[ofw] RE: HCA Soft Reset mechanism

Tue Aug 5 02:47:09 PDT 2008

See inline 

> -----Original Message-----
> From: Sean Hefty [mailto:sean.hefty at intel.com] 
> Sent: Monday, August 04, 2008 9:45 PM
> To: Leonid Keller; ofw at lists.openfabrics.org
> Subject: RE: HCA Soft Reset mechanism
> 
> >> From the perspective of a client, is the behavior any 
> different than 
> >> a remove device followed by an add device?
> >
> >No.
> 
> Maybe we can leverage the work in this area then...
> 
> >> How does this synchronize with a user unloading the driver or the 
> >> entire stack?
> >
> >A good point.
> >There is no special synchronization.
> >But there is also no syncronization between data transfer and PnP 
> >events like driver unload.
> 
> Synchronization between data transfers and driver unload is 
> handled by the stack from the top down.  By the time the 
> driver unload reaches the driver at the bottom of the stack, 
> everything above it will have stopped initiating data 
> transfers and released all resources.
> 
> The only special handling that ends up being needed are 
> drivers that export userspace interfaces.  Since userspace 
> can't be trusted to stop using the hardware, those drivers 
> need the functionality that you're describing.  They need to 
> block additional userspace access and cleanup any hardware 
> resources.  This is non-trivial to handle, and we want to 
> avoid putting this sort of complexity in every driver in the stack.
> 

I forgot to mention that all this Soft Reset stuff is only in kernel.
User clients are not notified (at this stage).

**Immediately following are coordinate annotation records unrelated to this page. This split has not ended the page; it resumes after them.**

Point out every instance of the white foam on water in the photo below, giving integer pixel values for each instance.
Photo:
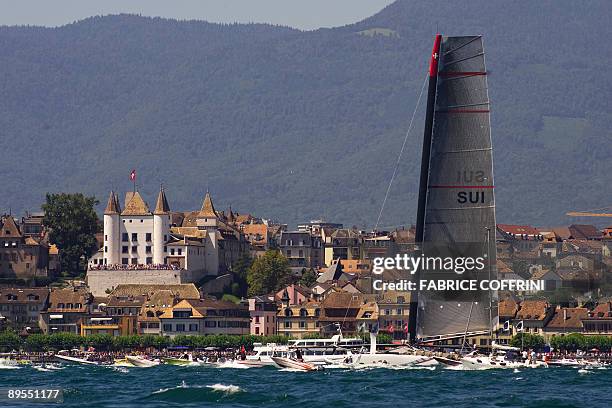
(228, 389)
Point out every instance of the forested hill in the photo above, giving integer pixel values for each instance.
(296, 125)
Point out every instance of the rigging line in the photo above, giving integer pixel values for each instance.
(399, 156)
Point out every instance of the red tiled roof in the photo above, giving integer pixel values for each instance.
(567, 318)
(533, 310)
(518, 229)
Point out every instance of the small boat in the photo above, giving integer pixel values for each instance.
(122, 362)
(286, 362)
(500, 357)
(448, 361)
(252, 363)
(77, 360)
(8, 363)
(182, 361)
(141, 361)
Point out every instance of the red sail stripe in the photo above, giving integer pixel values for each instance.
(463, 111)
(462, 187)
(460, 73)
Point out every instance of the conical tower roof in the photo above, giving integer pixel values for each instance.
(136, 206)
(161, 207)
(9, 228)
(208, 209)
(230, 216)
(111, 206)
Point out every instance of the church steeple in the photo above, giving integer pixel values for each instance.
(112, 207)
(162, 206)
(208, 209)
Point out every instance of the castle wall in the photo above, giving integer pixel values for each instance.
(101, 280)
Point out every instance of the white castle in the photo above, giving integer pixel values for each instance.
(139, 246)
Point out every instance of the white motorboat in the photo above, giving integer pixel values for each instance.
(141, 361)
(263, 353)
(500, 357)
(76, 360)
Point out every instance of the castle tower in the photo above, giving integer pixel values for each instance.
(111, 230)
(161, 227)
(208, 220)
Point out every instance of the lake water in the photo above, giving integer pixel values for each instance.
(174, 386)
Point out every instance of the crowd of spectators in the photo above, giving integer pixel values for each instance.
(135, 267)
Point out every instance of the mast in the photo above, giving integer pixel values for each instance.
(425, 156)
(456, 192)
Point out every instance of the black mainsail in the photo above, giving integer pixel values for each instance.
(456, 200)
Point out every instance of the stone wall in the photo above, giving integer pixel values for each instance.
(101, 280)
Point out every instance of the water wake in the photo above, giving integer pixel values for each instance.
(228, 389)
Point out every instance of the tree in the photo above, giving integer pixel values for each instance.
(9, 341)
(72, 223)
(268, 273)
(309, 277)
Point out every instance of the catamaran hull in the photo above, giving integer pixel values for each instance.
(392, 360)
(75, 360)
(486, 363)
(141, 362)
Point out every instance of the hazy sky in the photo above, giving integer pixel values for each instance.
(303, 14)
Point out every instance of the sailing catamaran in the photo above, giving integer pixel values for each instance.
(456, 208)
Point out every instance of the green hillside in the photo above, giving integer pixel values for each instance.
(296, 125)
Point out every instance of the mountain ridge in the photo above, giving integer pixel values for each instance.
(294, 124)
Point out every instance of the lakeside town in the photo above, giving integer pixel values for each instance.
(156, 271)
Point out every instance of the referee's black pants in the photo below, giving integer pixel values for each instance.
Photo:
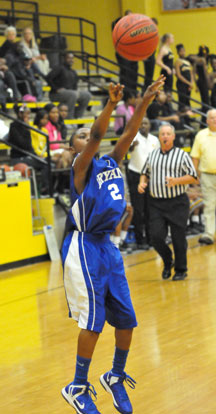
(171, 212)
(140, 206)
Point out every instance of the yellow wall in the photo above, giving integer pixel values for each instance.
(189, 27)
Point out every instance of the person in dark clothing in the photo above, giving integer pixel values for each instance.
(63, 114)
(200, 62)
(165, 60)
(167, 171)
(64, 81)
(128, 69)
(212, 80)
(25, 74)
(20, 136)
(9, 81)
(149, 65)
(185, 78)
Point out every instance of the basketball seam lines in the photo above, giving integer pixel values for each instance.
(140, 41)
(130, 28)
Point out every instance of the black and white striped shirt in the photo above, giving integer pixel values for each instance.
(159, 165)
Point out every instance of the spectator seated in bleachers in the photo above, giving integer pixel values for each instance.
(29, 84)
(162, 111)
(39, 142)
(212, 80)
(10, 48)
(64, 88)
(63, 114)
(60, 152)
(20, 136)
(31, 49)
(126, 110)
(4, 130)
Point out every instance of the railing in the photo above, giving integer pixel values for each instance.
(13, 7)
(57, 22)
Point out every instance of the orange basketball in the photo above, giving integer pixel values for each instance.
(23, 168)
(6, 167)
(135, 37)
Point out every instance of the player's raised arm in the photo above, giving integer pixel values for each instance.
(132, 126)
(97, 132)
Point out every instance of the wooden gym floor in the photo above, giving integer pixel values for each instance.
(173, 354)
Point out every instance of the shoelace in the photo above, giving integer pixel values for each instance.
(129, 381)
(91, 390)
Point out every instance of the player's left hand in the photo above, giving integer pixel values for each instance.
(115, 92)
(170, 181)
(153, 89)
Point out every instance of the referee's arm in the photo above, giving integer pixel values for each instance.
(185, 179)
(144, 177)
(143, 183)
(190, 176)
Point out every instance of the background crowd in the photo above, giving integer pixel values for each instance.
(24, 70)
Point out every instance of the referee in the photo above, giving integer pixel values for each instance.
(168, 170)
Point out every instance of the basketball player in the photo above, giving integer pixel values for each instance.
(94, 278)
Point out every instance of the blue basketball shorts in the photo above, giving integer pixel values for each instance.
(95, 283)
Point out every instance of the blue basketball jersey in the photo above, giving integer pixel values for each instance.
(101, 205)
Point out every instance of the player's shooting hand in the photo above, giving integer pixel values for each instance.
(153, 89)
(141, 187)
(115, 92)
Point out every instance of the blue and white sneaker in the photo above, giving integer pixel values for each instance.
(79, 396)
(114, 385)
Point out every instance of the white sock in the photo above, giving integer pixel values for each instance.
(123, 235)
(116, 240)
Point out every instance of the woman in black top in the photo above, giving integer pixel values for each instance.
(185, 78)
(165, 60)
(20, 136)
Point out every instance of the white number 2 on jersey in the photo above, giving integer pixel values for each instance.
(114, 192)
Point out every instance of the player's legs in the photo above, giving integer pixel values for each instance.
(121, 315)
(85, 296)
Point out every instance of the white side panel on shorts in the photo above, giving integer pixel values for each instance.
(76, 214)
(75, 285)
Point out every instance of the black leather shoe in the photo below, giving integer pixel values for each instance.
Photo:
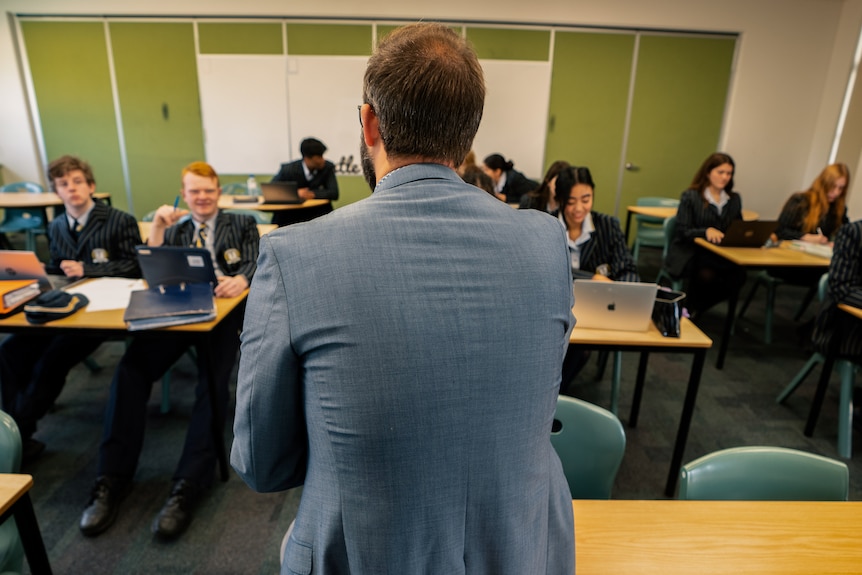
(104, 504)
(176, 514)
(31, 449)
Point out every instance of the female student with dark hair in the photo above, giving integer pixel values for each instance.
(543, 198)
(508, 182)
(816, 214)
(597, 247)
(705, 211)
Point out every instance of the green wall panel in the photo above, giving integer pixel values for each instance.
(587, 110)
(158, 86)
(234, 38)
(328, 40)
(75, 103)
(679, 99)
(500, 44)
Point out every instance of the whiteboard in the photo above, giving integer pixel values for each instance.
(244, 112)
(323, 92)
(516, 111)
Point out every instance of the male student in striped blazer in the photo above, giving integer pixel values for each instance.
(91, 239)
(233, 240)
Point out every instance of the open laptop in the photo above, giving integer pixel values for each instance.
(21, 265)
(743, 234)
(616, 306)
(280, 193)
(172, 265)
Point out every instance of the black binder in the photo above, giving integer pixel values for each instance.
(164, 306)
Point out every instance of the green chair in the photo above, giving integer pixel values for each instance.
(847, 374)
(669, 227)
(590, 442)
(648, 229)
(764, 474)
(30, 221)
(11, 549)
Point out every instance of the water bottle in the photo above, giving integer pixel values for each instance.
(251, 184)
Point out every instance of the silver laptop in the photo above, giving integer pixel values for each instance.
(616, 306)
(21, 265)
(280, 193)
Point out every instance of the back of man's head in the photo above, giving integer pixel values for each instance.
(426, 87)
(311, 147)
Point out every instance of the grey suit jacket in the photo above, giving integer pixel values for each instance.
(377, 371)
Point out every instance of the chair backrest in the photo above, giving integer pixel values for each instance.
(235, 189)
(764, 474)
(590, 442)
(658, 202)
(17, 187)
(669, 227)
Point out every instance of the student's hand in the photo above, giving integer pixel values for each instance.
(72, 269)
(231, 286)
(166, 216)
(714, 235)
(815, 238)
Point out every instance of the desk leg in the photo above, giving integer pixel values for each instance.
(685, 421)
(628, 225)
(206, 363)
(31, 538)
(639, 388)
(728, 326)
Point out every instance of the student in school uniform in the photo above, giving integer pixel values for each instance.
(233, 240)
(91, 239)
(597, 247)
(706, 210)
(814, 216)
(543, 198)
(509, 184)
(315, 179)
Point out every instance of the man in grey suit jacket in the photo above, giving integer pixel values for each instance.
(376, 366)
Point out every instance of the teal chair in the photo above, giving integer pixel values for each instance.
(11, 550)
(771, 282)
(764, 474)
(234, 189)
(847, 375)
(648, 229)
(30, 221)
(669, 228)
(590, 442)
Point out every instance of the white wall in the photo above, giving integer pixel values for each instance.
(792, 66)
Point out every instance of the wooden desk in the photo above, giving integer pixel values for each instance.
(227, 202)
(763, 258)
(15, 502)
(712, 537)
(109, 323)
(666, 212)
(691, 340)
(144, 228)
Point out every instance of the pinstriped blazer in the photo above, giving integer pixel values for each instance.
(233, 232)
(106, 245)
(692, 220)
(607, 245)
(845, 286)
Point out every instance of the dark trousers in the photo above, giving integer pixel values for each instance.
(33, 370)
(145, 361)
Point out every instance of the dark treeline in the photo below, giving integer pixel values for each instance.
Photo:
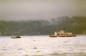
(44, 27)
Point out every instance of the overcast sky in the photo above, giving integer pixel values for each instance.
(40, 9)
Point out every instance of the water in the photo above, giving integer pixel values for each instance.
(42, 46)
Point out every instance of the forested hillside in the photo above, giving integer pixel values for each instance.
(74, 24)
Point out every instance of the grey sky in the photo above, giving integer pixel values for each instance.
(41, 9)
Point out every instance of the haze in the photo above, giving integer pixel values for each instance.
(40, 9)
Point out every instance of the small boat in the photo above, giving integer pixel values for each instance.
(62, 34)
(15, 37)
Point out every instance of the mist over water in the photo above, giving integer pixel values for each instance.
(40, 9)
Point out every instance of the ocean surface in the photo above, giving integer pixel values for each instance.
(43, 46)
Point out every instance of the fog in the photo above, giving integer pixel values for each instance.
(40, 9)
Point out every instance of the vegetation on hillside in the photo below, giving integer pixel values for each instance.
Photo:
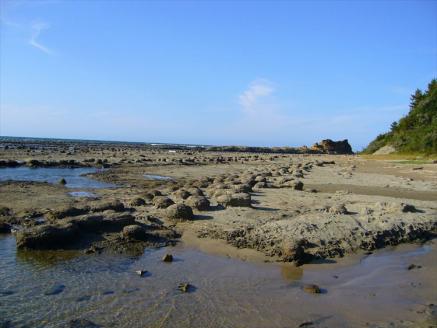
(417, 131)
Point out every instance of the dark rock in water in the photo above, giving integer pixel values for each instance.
(298, 185)
(162, 202)
(66, 212)
(134, 232)
(413, 266)
(115, 206)
(4, 211)
(142, 273)
(168, 258)
(82, 323)
(137, 202)
(200, 203)
(47, 236)
(306, 324)
(6, 324)
(179, 212)
(185, 287)
(6, 292)
(312, 289)
(297, 252)
(55, 290)
(5, 227)
(108, 292)
(235, 200)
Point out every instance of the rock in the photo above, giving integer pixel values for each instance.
(338, 209)
(103, 223)
(4, 211)
(408, 208)
(57, 289)
(295, 252)
(115, 206)
(82, 323)
(137, 202)
(298, 185)
(167, 258)
(179, 212)
(235, 200)
(333, 147)
(181, 194)
(312, 289)
(185, 287)
(141, 273)
(58, 214)
(5, 227)
(134, 232)
(162, 202)
(413, 266)
(47, 236)
(199, 203)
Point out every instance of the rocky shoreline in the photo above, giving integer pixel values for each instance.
(250, 200)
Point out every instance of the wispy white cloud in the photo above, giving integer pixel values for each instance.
(36, 29)
(257, 90)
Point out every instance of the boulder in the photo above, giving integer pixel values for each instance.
(138, 201)
(235, 200)
(179, 212)
(114, 205)
(162, 202)
(200, 203)
(47, 236)
(5, 227)
(134, 232)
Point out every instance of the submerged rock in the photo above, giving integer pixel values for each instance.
(5, 227)
(179, 212)
(82, 323)
(235, 200)
(200, 203)
(47, 236)
(162, 202)
(167, 258)
(312, 289)
(137, 202)
(185, 287)
(134, 232)
(57, 289)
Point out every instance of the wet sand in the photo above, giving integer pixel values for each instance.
(347, 207)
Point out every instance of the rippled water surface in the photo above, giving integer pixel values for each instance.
(75, 177)
(48, 289)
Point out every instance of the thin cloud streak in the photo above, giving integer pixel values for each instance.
(36, 29)
(257, 90)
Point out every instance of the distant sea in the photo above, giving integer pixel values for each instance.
(27, 140)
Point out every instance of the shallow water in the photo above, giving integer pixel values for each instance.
(75, 177)
(85, 194)
(48, 289)
(157, 177)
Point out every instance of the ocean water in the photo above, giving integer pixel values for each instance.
(51, 288)
(75, 177)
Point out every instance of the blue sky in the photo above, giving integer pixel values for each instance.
(267, 73)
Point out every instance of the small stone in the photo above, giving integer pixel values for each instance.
(312, 289)
(167, 258)
(82, 323)
(413, 266)
(184, 287)
(141, 273)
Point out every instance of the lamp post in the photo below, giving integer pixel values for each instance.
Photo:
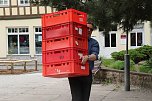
(127, 66)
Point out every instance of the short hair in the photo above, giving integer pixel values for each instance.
(94, 27)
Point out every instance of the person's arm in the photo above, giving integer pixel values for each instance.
(94, 53)
(91, 57)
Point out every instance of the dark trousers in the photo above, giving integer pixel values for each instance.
(80, 87)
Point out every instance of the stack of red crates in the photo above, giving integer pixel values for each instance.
(64, 35)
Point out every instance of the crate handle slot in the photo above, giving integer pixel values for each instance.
(57, 40)
(57, 64)
(57, 52)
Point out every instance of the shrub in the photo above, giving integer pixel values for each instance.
(144, 68)
(107, 62)
(146, 50)
(118, 55)
(135, 55)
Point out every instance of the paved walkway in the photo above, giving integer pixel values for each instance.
(34, 87)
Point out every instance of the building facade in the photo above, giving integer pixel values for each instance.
(116, 40)
(20, 29)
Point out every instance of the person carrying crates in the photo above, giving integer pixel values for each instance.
(81, 85)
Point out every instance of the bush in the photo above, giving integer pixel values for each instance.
(118, 65)
(146, 50)
(145, 69)
(118, 55)
(107, 62)
(135, 55)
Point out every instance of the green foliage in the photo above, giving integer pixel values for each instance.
(135, 55)
(118, 65)
(146, 50)
(118, 55)
(144, 68)
(107, 62)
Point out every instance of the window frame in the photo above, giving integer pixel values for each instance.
(110, 33)
(136, 44)
(18, 36)
(5, 5)
(19, 3)
(37, 33)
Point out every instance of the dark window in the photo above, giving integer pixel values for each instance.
(133, 39)
(107, 40)
(113, 40)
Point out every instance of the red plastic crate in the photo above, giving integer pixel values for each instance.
(64, 42)
(65, 69)
(64, 54)
(69, 15)
(64, 29)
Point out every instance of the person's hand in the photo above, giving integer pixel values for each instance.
(84, 59)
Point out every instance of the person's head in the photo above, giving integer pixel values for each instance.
(90, 29)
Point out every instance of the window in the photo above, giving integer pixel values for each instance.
(110, 40)
(18, 41)
(24, 2)
(4, 2)
(38, 40)
(136, 39)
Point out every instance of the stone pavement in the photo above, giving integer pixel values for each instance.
(34, 87)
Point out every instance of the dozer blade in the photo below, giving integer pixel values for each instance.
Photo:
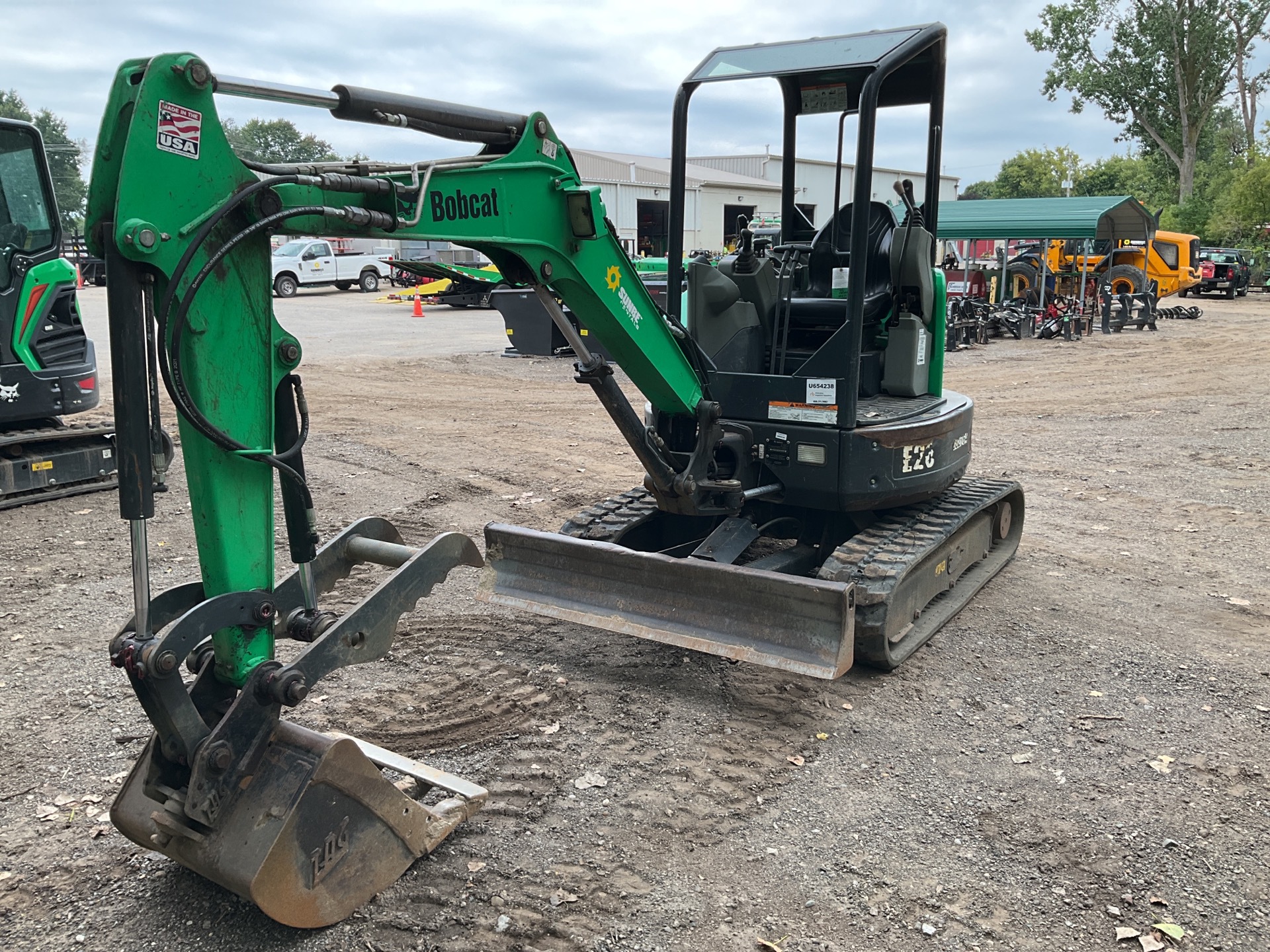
(794, 623)
(313, 833)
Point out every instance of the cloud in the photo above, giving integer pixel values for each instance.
(603, 71)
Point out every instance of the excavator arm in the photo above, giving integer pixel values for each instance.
(183, 225)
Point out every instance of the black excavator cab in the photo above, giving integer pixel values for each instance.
(857, 539)
(792, 350)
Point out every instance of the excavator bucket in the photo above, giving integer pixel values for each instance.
(314, 833)
(748, 615)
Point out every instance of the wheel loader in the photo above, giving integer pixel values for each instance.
(48, 364)
(804, 504)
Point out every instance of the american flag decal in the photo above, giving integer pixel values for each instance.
(179, 130)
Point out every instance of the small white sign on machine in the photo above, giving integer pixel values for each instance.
(822, 391)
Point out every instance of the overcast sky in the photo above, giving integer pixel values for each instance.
(605, 73)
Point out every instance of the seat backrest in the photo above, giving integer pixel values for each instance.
(912, 255)
(825, 257)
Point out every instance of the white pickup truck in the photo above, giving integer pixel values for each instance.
(312, 263)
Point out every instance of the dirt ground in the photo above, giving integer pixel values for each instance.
(1083, 746)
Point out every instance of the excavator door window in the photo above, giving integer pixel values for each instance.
(27, 220)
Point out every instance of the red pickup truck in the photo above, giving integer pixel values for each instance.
(1223, 270)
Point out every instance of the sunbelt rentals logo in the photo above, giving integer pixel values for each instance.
(614, 278)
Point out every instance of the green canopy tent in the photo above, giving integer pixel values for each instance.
(1087, 218)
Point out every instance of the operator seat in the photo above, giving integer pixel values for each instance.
(814, 306)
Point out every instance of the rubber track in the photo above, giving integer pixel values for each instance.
(48, 434)
(56, 434)
(879, 559)
(876, 557)
(607, 521)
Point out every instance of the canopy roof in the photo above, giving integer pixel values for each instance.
(1085, 218)
(831, 71)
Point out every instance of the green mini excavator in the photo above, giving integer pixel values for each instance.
(48, 364)
(803, 507)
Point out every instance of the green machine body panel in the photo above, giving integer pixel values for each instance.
(232, 344)
(38, 291)
(163, 168)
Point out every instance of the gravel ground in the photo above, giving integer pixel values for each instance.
(1082, 748)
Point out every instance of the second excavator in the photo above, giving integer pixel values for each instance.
(804, 504)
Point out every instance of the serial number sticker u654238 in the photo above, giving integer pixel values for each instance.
(917, 459)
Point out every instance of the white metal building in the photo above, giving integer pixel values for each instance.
(635, 190)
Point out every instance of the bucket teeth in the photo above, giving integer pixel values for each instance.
(317, 833)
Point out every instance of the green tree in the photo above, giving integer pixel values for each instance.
(1033, 173)
(276, 141)
(65, 157)
(1037, 173)
(1159, 67)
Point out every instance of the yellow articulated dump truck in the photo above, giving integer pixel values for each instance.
(1169, 258)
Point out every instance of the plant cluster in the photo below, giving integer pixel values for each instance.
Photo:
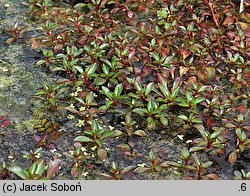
(182, 64)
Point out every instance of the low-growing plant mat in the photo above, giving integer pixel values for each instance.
(124, 89)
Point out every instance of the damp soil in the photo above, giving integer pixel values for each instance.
(20, 79)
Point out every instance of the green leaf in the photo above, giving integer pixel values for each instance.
(83, 139)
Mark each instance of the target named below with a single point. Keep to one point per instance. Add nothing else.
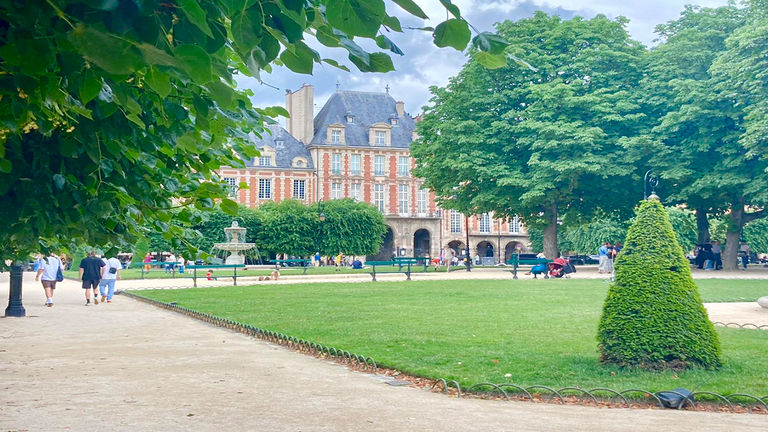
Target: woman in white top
(49, 268)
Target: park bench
(304, 263)
(401, 263)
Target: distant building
(358, 146)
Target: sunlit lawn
(539, 331)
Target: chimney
(300, 106)
(400, 106)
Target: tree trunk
(550, 234)
(732, 236)
(702, 225)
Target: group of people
(171, 264)
(606, 255)
(97, 275)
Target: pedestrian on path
(48, 274)
(91, 271)
(110, 274)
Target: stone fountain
(235, 234)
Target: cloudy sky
(425, 65)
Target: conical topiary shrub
(653, 316)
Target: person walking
(48, 273)
(602, 253)
(110, 274)
(744, 252)
(91, 271)
(147, 262)
(717, 255)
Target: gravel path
(129, 366)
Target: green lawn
(155, 273)
(539, 331)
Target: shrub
(653, 316)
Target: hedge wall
(653, 316)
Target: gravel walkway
(129, 366)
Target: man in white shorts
(112, 267)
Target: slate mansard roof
(367, 109)
(284, 156)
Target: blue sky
(424, 65)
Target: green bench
(400, 263)
(304, 263)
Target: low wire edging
(595, 396)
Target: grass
(540, 332)
(155, 273)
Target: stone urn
(763, 302)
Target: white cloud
(425, 65)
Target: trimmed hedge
(653, 316)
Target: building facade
(358, 147)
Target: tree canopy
(538, 142)
(114, 112)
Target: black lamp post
(469, 264)
(15, 307)
(651, 180)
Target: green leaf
(221, 93)
(411, 7)
(90, 86)
(196, 15)
(246, 28)
(299, 58)
(385, 43)
(453, 33)
(107, 51)
(155, 56)
(381, 62)
(356, 17)
(195, 62)
(490, 43)
(452, 8)
(489, 60)
(159, 81)
(229, 206)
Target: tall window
(455, 221)
(514, 225)
(299, 188)
(354, 191)
(335, 190)
(403, 198)
(232, 183)
(485, 223)
(354, 164)
(378, 196)
(403, 163)
(378, 165)
(421, 201)
(265, 188)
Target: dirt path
(129, 366)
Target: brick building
(358, 146)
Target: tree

> Is there any way to issue standard PnP add/remove device, or 
> maybe power off/on, or a custom PnP event?  My concern is 
> that the upper level drivers have something easier to key off 
> of, rather than callbacks which could occur simultaneous with 
> other PnP events.

I'd say, this is not what we want.
We want to solve HW problem as quiet as possible, without dismantling
all the above driver stack.

> 
> >> Why do clients need to get new interfaces or re-register event 
> >> handlers?
> >
> >Because ib_device was re-created and it is the main parameter of the 
> >interface.
> 
> I think I'm missing something.  How do the drivers know when 
> to re-register, or when the hardware can be used again?

The scheme is as follows:
	- (optionally) client calls 'mlx4_reset_request' to request soft
reset; 
	- driver calls event callback with IB_EVENT_RESET to start the
reset process;
	- client prepares itself to it and calls 'mlx4_reset_execute' to
proceed;
	- driver performs the reset and calls event callback with
IB_EVENT_RESET_END; 
	- client gets new interface and restart proceeds its work;
> 
> >It is really a usual way to handle serious HW problems.
> >Say network adapter reveals, that the card doesn't work in 
> an expected 
> >manner.
> >It notifies NDIS via CheckForHang function, that it wants to 
> be reset.
> >NDIS calls network adapter' Reset function to initialize HW 
> and solve 
> >this way the problem.
> 
> I agree with the functionality.  I'm just trying to figure 
> out the impact on the stack.  For mlx4, it seems like the bus 
> driver could remove the PDO, wait for the device removal to 
> complete, reset the adapter, then add back the PDO.  Maybe 
> there's more to it than this, but at least on the surface, 
> this seems easy and works without changes to the rest of the 
> stack.  I'm not sure how you'd handle mthca though, but maybe 
> getting this to work for mthca isn't as important...?
> 
> - Sean
> 
>